Tool 3: Guard Your Eyes
It is important to realize that guarding the eyes is not just "Tool 3", but rather it's the cornerstone of all the tools. Without guarding our eyes, we continue to lust and feed the addiction, and no matter what other steps we may take, we are still acting like an alcoholic who takes small sips of whiskey to get his high. We have to learn to let go of lust and not allow ourselves to have that "first drink". There is no "drinking like a gentleman" for an alcoholic, and neither is there for us. Once we taste it a little, we are easily drawn back in and will often lose control.
Although we present this tool in the very beginning, guarding our eyes applies throughout all the tools. Even those who are more seriously addicted and are working already with the advanced tools of this Handbook will still need to guard their eyes. True "lust addicts" do not have control in this area. No matter how many years they manage to stay clean and no matter what steps they may have taken, if they are faced head-on with lust, they will feel powerless. We have an “allergy” to lust, and as the saying goes: "Once an addict, always an addict". As scary as this may seem, it really is not so bad. People who have a deficiency of iron in their body, even if it's a chronic condition, can still lead perfectly normal lives as long as they take their daily iron pill.

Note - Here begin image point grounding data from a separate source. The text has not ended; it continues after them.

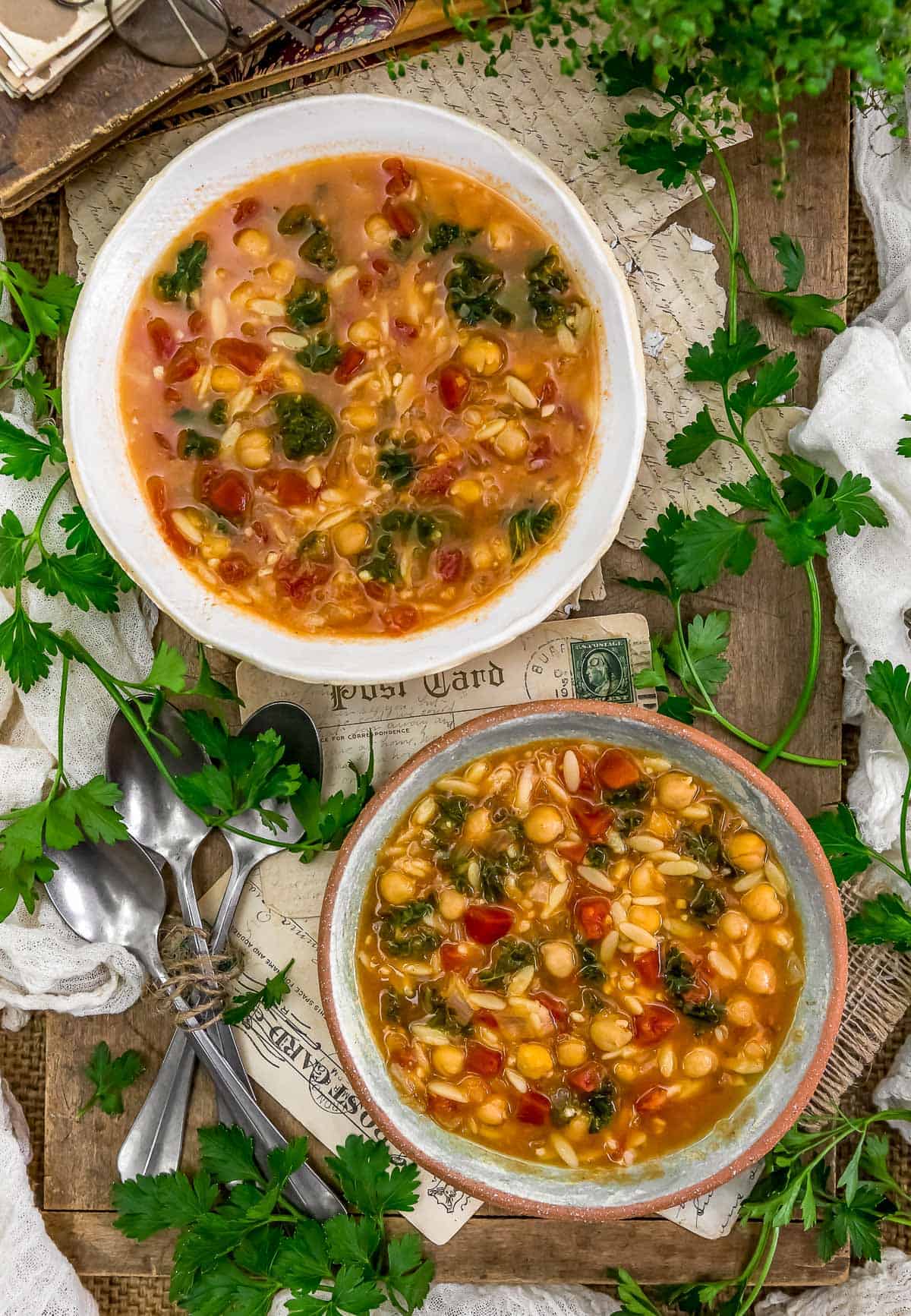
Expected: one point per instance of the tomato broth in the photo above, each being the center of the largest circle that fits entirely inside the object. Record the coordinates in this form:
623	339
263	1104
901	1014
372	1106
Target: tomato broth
360	394
578	953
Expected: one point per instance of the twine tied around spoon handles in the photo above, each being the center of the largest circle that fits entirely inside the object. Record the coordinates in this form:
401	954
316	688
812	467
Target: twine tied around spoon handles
202	978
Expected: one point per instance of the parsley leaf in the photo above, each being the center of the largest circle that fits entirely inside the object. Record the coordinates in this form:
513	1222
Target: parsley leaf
881	923
272	994
188	276
708	544
840	838
23	456
111	1077
694	440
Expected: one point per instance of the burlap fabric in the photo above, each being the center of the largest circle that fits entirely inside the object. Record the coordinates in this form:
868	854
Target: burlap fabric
33	240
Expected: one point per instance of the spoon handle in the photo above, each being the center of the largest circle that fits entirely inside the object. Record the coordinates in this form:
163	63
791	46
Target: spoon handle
304	1186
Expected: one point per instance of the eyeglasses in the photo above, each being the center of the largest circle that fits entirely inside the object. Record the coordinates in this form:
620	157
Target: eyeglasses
182	33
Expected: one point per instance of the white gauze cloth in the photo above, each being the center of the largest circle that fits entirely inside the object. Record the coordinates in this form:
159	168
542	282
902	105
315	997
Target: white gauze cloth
865	390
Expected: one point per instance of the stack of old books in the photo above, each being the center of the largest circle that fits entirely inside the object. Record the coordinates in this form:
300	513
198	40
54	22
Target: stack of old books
41	39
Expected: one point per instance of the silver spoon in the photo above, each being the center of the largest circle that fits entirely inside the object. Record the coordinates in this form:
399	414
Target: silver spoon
115	894
154	1143
163	824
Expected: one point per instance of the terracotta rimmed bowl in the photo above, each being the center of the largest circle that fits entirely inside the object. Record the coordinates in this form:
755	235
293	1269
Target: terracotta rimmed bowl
260	143
769	1109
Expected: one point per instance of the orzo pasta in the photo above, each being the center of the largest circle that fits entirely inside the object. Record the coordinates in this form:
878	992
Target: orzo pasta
360	394
578	953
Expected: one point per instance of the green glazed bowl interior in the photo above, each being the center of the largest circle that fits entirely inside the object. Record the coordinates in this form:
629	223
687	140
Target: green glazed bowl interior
769	1107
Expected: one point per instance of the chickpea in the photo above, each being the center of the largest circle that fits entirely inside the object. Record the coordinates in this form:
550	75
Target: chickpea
676	790
378	229
560	958
253	242
482	355
740	1011
572	1052
360	415
544	824
364	333
762	903
747	851
466	491
452	903
396	887
493	1112
733	926
512	441
534	1061
610	1030
254	449
282	271
477	827
351	537
699	1062
225	379
761	978
645	917
448	1059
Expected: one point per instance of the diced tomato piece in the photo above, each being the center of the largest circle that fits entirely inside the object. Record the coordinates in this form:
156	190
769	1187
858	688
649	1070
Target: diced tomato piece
653	1024
455	384
401	619
182	366
294	490
235	567
588	1078
228	494
484	1059
247	357
573	851
245	210
459	955
399	179
540	454
403	330
651	1100
559	1008
534	1109
450	565
593	820
307	576
616	770
403	217
486	924
351	362
649	967
161	337
435	481
593	917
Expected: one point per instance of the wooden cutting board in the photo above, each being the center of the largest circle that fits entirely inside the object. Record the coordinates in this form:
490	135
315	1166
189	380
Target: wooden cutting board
769	630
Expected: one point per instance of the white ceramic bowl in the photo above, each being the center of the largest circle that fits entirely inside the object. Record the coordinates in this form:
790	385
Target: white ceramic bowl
260	143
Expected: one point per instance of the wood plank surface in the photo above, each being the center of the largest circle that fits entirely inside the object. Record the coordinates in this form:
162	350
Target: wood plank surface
505	1251
768	650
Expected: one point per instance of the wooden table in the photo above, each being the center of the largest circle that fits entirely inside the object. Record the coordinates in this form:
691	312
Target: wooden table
769	630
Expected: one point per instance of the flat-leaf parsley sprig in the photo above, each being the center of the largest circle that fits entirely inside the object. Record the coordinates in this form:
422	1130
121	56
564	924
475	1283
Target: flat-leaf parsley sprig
885	920
794	511
241	1242
240	774
797	1181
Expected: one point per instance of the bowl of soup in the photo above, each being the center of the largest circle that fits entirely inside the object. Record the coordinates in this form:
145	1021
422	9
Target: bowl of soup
579	960
355	389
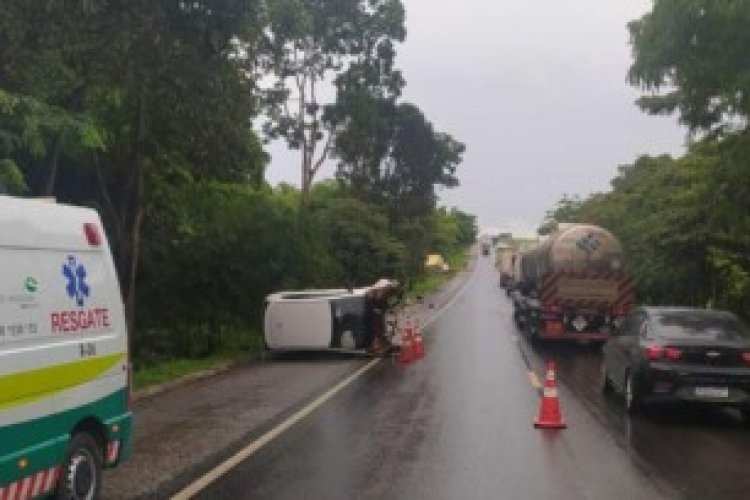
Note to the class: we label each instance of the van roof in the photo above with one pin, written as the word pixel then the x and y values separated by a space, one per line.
pixel 38 223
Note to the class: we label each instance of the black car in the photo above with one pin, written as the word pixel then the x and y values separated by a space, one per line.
pixel 679 354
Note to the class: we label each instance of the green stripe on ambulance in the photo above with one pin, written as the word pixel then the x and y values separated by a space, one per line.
pixel 64 364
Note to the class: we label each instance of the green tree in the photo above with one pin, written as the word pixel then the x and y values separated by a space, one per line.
pixel 310 42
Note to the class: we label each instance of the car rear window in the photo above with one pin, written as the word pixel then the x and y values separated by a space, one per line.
pixel 701 324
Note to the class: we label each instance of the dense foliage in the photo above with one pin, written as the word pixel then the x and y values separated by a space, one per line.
pixel 685 222
pixel 145 110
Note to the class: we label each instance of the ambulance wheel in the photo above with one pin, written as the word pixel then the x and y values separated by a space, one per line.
pixel 81 474
pixel 348 341
pixel 632 395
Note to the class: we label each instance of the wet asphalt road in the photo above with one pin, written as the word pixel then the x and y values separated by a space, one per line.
pixel 458 424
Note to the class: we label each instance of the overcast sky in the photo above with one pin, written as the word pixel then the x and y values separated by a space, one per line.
pixel 536 90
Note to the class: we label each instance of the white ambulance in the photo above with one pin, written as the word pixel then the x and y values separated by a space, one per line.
pixel 64 365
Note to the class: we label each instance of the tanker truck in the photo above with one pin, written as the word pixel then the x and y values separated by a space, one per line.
pixel 572 285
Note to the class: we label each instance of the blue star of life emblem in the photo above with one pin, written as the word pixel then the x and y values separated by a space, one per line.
pixel 76 276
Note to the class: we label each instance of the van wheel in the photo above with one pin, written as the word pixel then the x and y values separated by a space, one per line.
pixel 81 475
pixel 348 341
pixel 607 387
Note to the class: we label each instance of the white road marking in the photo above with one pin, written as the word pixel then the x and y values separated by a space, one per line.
pixel 269 436
pixel 211 476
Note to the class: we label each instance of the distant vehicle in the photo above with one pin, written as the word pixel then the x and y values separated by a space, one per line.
pixel 337 319
pixel 64 366
pixel 435 263
pixel 572 285
pixel 679 354
pixel 505 257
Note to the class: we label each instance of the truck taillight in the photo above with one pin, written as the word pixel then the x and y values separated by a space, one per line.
pixel 620 310
pixel 130 384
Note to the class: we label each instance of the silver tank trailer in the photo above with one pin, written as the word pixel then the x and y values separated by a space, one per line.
pixel 572 247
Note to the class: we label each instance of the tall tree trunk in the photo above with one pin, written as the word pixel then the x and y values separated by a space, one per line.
pixel 49 185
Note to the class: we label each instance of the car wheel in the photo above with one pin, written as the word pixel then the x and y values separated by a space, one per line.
pixel 606 383
pixel 81 475
pixel 632 398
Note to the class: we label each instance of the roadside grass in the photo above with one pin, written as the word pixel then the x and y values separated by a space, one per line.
pixel 430 282
pixel 170 370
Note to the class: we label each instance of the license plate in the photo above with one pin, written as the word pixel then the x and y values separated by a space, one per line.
pixel 712 392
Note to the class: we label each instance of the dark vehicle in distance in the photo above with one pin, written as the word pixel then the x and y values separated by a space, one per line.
pixel 679 355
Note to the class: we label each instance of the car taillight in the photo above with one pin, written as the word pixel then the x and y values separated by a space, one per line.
pixel 672 353
pixel 93 236
pixel 654 352
pixel 553 309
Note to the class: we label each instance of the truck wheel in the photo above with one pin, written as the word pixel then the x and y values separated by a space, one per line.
pixel 745 410
pixel 81 474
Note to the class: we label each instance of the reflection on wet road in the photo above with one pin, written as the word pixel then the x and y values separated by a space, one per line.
pixel 458 424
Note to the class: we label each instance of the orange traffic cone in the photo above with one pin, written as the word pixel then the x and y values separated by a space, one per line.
pixel 549 411
pixel 418 341
pixel 406 354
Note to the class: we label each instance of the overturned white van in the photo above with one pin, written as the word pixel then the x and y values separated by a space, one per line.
pixel 339 319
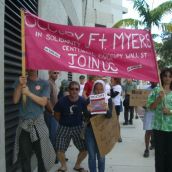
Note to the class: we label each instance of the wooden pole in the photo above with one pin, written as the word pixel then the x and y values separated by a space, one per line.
pixel 23 51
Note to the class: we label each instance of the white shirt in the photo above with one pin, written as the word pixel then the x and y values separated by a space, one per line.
pixel 81 89
pixel 107 88
pixel 116 100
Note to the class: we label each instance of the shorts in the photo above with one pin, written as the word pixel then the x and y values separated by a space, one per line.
pixel 118 109
pixel 64 136
pixel 148 120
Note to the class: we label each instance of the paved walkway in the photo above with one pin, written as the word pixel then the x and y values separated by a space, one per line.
pixel 125 157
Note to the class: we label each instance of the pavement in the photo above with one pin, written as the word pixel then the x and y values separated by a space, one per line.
pixel 126 156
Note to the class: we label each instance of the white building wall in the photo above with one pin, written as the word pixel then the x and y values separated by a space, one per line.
pixel 2 127
pixel 106 12
pixel 58 11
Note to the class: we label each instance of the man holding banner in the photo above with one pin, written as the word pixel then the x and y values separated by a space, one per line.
pixel 69 112
pixel 32 132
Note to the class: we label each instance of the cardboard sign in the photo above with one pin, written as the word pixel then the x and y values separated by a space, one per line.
pixel 139 97
pixel 106 131
pixel 97 102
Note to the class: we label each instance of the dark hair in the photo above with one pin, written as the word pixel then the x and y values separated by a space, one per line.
pixel 163 72
pixel 118 80
pixel 81 77
pixel 74 83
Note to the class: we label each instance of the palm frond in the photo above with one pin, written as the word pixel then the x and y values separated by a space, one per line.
pixel 128 23
pixel 166 27
pixel 144 11
pixel 158 12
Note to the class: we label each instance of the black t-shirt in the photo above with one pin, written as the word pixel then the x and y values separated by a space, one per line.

With the 12 Steps (Tool 15-16 below) we learn how to admit powerlessness and surrender our lust to Hashem. By following the steps of this Handbook, we can learn to keep the addiction completely in check, and lead happy and fulfilling lives. But we must never let our guard down. The number one symptom of this disease is that when we are faced head-on with lust, we cannot help lusting. And that is why the very first practical tool in recovering from lust addiction is to guard our eyes and avoid lust as much as possible.
It's a Process
As we discussed, guarding our eyes is the starting point, middle point, and the final frontier of this struggle. Even when we have already learned to control the more seriously damaging addictive behaviors, we may still find that it takes us yet another few years to learn how to fully surrender our lusting to Hashem and gain complete control over our eyes. So don't get discouraged if you break free of the inappropriate behaviors but still find it difficult to guard your eyes on the street. It is a process. But if we stay determined to get our lives and priorities back on track, we will see progress in this area, slowly but surely. And we must progress. Staying in the same place keeps us vulnerable to relapse, and if we don't try to move forward a little every day in learning how to guard our eyes, we will remain susceptible to being drawn back into the harmful addictive behaviors as well.